Even non-scented, pH balanced etc shower gel and soap does me in down below, so I dread to think what any of these horrible products would do. Warm water is more than enough, I seriously have never felt better in the lady-bits since ditching lathering up down there, and no complaints from ‘im indoors either. (Or people in lifts, come to mention it).
Femfresh is lovely. I use it just cause it’s nice to have something silky to rub myself with when I shower. And it reduces incidence of UTIs. Was once told it wasn’t very feminist of me to use it, but choice right? So long as it’s not marketed in a GIRLBITSAREYUCKY way, I don’t mind.
When I were a lass we used to call it TWINKLE-TWAT……

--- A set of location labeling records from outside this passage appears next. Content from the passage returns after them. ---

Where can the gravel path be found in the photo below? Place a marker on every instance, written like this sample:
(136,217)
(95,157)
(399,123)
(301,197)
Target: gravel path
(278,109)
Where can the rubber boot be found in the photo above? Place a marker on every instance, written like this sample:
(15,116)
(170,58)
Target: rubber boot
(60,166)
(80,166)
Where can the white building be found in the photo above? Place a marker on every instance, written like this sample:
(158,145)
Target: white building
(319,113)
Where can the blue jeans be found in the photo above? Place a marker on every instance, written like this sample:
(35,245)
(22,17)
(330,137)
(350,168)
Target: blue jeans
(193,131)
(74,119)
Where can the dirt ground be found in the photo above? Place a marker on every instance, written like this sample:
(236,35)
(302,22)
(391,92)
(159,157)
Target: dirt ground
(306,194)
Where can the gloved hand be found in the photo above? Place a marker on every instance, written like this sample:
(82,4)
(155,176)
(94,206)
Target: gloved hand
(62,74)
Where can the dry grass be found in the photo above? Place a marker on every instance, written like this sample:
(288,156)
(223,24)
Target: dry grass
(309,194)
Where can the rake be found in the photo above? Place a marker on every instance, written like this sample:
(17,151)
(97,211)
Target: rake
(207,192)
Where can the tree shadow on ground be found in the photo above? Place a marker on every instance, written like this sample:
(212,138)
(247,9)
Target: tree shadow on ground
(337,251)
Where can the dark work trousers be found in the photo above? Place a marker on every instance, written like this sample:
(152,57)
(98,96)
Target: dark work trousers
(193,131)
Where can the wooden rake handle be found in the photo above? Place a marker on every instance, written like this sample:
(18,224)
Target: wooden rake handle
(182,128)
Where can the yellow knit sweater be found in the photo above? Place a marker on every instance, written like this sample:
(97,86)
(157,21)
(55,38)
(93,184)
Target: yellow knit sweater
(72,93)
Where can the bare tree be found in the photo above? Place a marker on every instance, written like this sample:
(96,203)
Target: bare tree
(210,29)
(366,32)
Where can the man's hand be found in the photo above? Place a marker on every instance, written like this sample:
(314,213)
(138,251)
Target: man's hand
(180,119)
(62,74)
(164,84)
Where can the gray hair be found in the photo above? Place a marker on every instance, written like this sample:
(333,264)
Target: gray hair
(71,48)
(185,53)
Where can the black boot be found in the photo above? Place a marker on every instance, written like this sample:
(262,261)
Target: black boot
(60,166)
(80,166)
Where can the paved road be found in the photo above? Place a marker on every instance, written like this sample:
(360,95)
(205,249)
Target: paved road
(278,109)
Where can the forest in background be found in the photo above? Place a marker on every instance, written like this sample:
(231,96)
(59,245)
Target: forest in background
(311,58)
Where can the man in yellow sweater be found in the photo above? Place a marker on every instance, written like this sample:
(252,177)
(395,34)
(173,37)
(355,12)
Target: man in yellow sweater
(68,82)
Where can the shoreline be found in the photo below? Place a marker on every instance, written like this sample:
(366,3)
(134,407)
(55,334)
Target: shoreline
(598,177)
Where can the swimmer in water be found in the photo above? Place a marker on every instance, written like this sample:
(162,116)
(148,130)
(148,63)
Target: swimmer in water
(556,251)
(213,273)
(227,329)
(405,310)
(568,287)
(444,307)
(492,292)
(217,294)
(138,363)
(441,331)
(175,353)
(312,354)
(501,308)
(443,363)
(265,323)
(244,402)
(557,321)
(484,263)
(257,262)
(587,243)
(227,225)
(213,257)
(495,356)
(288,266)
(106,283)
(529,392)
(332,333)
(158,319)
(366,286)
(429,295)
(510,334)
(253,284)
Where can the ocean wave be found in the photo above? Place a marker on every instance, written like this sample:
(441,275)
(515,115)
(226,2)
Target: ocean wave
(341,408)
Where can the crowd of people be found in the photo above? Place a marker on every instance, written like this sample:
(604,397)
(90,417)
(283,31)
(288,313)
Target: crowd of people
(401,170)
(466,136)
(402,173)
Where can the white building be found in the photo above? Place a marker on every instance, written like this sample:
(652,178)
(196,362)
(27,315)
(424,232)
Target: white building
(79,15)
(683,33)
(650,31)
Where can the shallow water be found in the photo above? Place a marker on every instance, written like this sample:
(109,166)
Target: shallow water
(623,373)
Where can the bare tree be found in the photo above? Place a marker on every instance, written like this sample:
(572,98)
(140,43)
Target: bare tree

I’m with ya LNT89. Femfresh gets rid of my eczema on my arms because it’s soap free (something no German mutli-syllabulled bp cream has ever done) which is mega, and I get cysts on my labia and they reduce when I use it. I don’t give a shit if isn’t feminist to use it, my boyfriend uses mine in the shower too and he thinks it’s great!
A new one that bugs me (from Dove – who are also claiming to be pro-woman with their ‘real beauty’ thing) is worrying about dry underarm skin. Honestly!
I am a marketer by trade, but I deliberately work in the charity sector ‘cos I don’t want to spend my time pushing pointless products and manufacturing concern over non-issues!
Getting back to ‘smelly-vag’, I think “The Joy of Sex” (the updated version) should be a textbook for high school sex ed. I really like the emphasis on both partners’ sensual enjoyment – all senses including smell, taste, hearing etc.